Memet Can YEŞİLBAŞ/BURSA, (DHA)-ESKİ Kamu Başdenetçisi Şeref Malkoç, "Anayasayı istemek, hukuku tartışmak, yeni anayasa yapılır yapılmaz önemli değil. Ama hukuk tartışmak, adaleti konuşmak, hukukun üstünlüğünü dile getirmek ve bu konuda toplumun sivil toplum olarak harekete geçmesi çok önemli. Çünkü Türkiye'de hala hukuk kültürümüz zayıf arkadaşlar. Bakın, 120 tane hukuk fakültemiz var. Belki binlerce mezunumuz oluyor. Ama hukuk kültürümüz çok zayıf. Toplum olarak hakkaniyete olan inancımız çok zayıf" dedi.
'Türkiye'nin Sivil Anayasa Yolculuğu Projesi' çerçevesinde, Bursa'da 'Anayasa Buluşmaları' programı düzenlendi. Birlik Vakfı Bursa Şubesi'nde düzenlenen, eski Adalet Bakanı Yardımcısı Zekeriya Birkan'ın moderatörlüğünü yaptığı programa, eski Kamu Başdenetçisi Şeref Malkoç, konuşmacı olarak katıldı. Bursa Cumhuriyet Başsavcısı Ramazan Solmaz'ın da katıldığı programda, Türkiye'nin anayasa tarihinden bahseden Şeref Malkoç, "Tarihimiz boyunca hep anayasalardan hep olağanüstü marifetler beklemişiz. Olağanüstü, sihirli değnek gibi, Hızır Aleyhisselam gibi görmüşüz anayasaları. Halbuki 1876'da Birinci Meşrutiyet ile beraber anayasa yapılmış ama ardından olağanüstü bir felaket yaşanmıştır. 1877-1878 savaşı, tarihimize 'Doksan Üç Harbi' olarak geçen ve tarihimizin en acı yenilgisini aldığımız dönemdir. Maalesef anayasa yürürlükten kaldırılmış, belli bir süreç devam etmiştir" dedi.
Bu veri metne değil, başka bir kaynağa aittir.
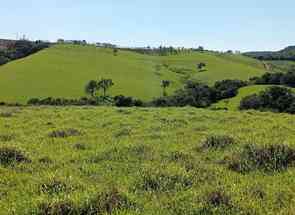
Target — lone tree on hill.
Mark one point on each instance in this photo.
(115, 51)
(104, 85)
(91, 88)
(164, 85)
(201, 66)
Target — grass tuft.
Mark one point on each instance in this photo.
(64, 133)
(271, 158)
(10, 156)
(218, 142)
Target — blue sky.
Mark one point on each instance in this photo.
(214, 24)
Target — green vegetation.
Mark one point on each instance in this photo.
(281, 65)
(234, 103)
(89, 160)
(62, 71)
(285, 54)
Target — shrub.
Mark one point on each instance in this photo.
(278, 99)
(218, 142)
(6, 137)
(228, 88)
(271, 158)
(64, 133)
(55, 186)
(251, 102)
(10, 156)
(6, 114)
(218, 198)
(80, 146)
(122, 101)
(287, 79)
(45, 160)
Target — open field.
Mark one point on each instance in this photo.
(141, 161)
(64, 70)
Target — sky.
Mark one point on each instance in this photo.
(215, 24)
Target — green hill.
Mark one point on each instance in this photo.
(234, 103)
(63, 71)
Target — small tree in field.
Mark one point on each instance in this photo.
(91, 88)
(115, 51)
(165, 84)
(201, 66)
(104, 85)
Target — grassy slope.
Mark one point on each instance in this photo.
(122, 144)
(234, 103)
(62, 71)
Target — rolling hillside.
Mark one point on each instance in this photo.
(234, 103)
(63, 71)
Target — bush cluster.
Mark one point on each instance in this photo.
(200, 95)
(287, 79)
(119, 101)
(277, 99)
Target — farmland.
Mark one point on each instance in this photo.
(63, 71)
(89, 160)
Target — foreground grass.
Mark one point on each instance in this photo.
(139, 161)
(64, 70)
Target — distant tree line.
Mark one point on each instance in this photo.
(20, 49)
(285, 54)
(287, 79)
(200, 95)
(276, 99)
(163, 51)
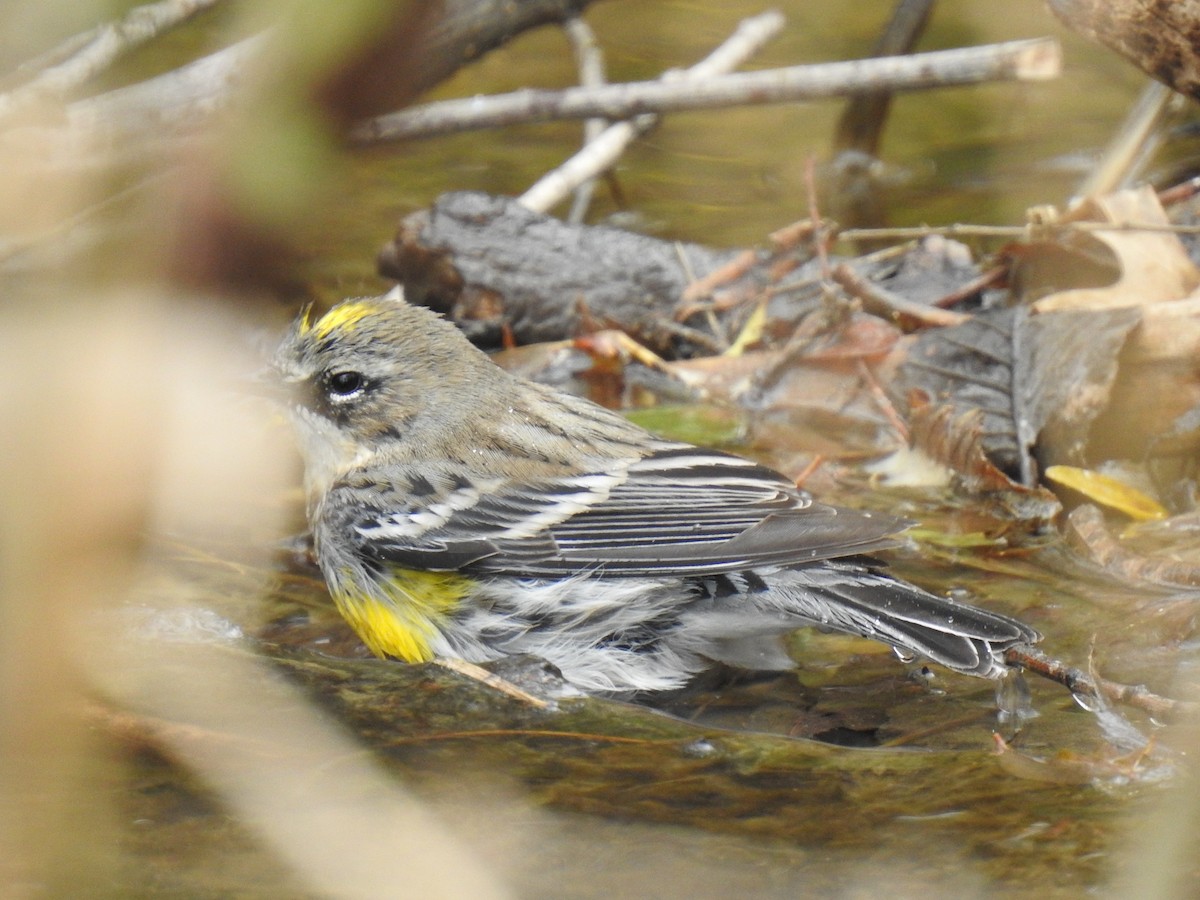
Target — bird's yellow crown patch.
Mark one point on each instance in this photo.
(342, 317)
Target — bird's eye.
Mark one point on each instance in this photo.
(346, 384)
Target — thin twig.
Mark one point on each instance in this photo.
(589, 61)
(1133, 143)
(103, 47)
(603, 153)
(1077, 681)
(889, 304)
(1015, 60)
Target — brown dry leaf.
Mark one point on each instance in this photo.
(1152, 267)
(1108, 491)
(1066, 767)
(955, 439)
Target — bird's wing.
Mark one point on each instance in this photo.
(678, 511)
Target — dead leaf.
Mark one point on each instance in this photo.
(1152, 267)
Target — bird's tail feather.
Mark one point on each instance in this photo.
(857, 598)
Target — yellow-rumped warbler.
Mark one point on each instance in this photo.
(461, 511)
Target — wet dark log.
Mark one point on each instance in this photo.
(1159, 36)
(493, 265)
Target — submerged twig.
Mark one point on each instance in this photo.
(1077, 681)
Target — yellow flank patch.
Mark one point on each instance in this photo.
(342, 317)
(401, 618)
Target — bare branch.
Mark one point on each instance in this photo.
(1015, 60)
(97, 51)
(601, 153)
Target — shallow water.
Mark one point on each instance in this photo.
(905, 791)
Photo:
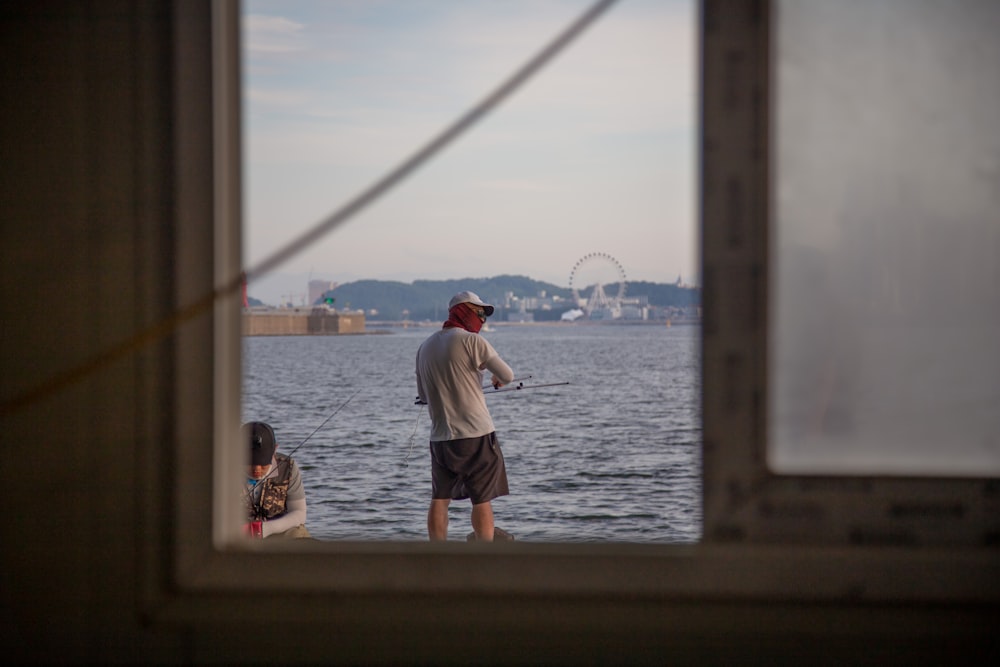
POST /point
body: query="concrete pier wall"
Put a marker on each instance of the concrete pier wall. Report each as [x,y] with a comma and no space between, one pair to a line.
[302,322]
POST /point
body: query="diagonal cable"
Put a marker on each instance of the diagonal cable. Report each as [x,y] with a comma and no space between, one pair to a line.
[230,287]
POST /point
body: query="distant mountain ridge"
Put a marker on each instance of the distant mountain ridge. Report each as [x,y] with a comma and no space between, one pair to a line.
[428,299]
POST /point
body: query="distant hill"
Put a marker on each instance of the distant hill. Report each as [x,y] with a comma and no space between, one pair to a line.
[428,299]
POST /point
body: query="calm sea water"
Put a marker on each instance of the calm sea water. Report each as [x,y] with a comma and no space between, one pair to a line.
[614,456]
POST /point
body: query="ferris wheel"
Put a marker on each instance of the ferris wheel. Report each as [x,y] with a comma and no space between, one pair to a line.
[599,270]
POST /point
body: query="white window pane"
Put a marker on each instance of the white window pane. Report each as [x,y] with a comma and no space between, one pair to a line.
[885,250]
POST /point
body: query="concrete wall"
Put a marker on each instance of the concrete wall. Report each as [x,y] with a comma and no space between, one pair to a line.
[108,396]
[302,322]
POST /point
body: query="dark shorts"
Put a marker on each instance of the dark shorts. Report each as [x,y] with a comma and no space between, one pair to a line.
[468,468]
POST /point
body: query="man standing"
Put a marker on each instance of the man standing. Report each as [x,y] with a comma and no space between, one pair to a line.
[466,461]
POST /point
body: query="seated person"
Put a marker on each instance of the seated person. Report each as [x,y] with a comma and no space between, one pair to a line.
[275,498]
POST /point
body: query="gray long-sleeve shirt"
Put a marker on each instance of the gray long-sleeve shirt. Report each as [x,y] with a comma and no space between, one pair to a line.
[450,382]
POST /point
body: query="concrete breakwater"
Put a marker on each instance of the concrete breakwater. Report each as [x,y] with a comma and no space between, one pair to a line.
[301,322]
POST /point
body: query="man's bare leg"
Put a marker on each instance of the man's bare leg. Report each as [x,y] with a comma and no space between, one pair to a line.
[437,519]
[482,521]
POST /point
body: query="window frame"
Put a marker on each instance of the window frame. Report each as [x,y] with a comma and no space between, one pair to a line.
[197,567]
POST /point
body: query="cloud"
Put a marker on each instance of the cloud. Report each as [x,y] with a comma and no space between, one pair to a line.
[271,34]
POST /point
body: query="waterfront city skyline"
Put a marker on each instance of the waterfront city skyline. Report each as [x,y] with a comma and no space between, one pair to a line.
[593,154]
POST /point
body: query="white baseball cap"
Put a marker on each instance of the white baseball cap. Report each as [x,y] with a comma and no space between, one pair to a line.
[470,297]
'TÜRKİYE'DE HUKUK KÜLTÜRÜMÜZ HALA ZAYIF'
Malkoç, "1876'da anayasa yapılırken hedef neydi? Avrupa devletlerinin Osmanlı Devleti üzerindeki baskısının azaltılması, Osmanlı Devleti'nin yenilenmesi ve yaşatılması. Hep bunu bekledik ama sonunda hüsrana uğradık. Ardından 1908'de İkinci Meşrutiyet gelmiş. İkinci Meşrutiyet ile beraber anayasa yürürlüğe girmiş. Peki, bu anayasayı yürürlüğe koyarken ne umduk. Devleti yaşatmak, kurtarmak istedik. Anayasayı bunun için yaptık. Ama maalesef bu anayasayı yürürlüğe koymamıza rağmen, imparatorluk parçalandı, devletimiz elimizde kalmadı. Ardından 1920'de Türkiye Büyük Millet Meclisi'ni toplamışız. Cumhuriyetle beraber 1921 ve 1924 anayasalarını yapmışız. 1960 darbesiyle bu anayasalar yürürlükten kaldırılmış. Bugünkü anayasanın temelini oluşturan 1961 Anayasası da yine darbeyle kaldırılmış. Ardından son anayasamızı yapmışız: 1982 Anayasası. Hukuku tartışmak, hukuku istemek, yenilemek, olağanüstü bir şey. Hasan Bey ve Necdet Bey bu toplantı için bana telefon açtılar, memnuniyetle kabul ettim. Çünkü anayasayı istemek, hukuku tartışmak, yeni anayasa yapılır yapılmaz önemli değil. Ama hukuk tartışmak, adaleti konuşmak, hukukun üstünlüğünü dile getirmek ve bu konuda toplumun sivil toplum olarak harekete geçmesi çok önemli. Çünkü Türkiye'de hala hukuk kültürümüz zayıf arkadaşlar. Bakın, 120 tane hukuk fakültemiz var. Belki binlerce mezunumuz oluyor. Ama hukuk kültürümüz çok zayıf. Toplum olarak hakkaniyete olan inancımız çok zayıf" diye konuştu.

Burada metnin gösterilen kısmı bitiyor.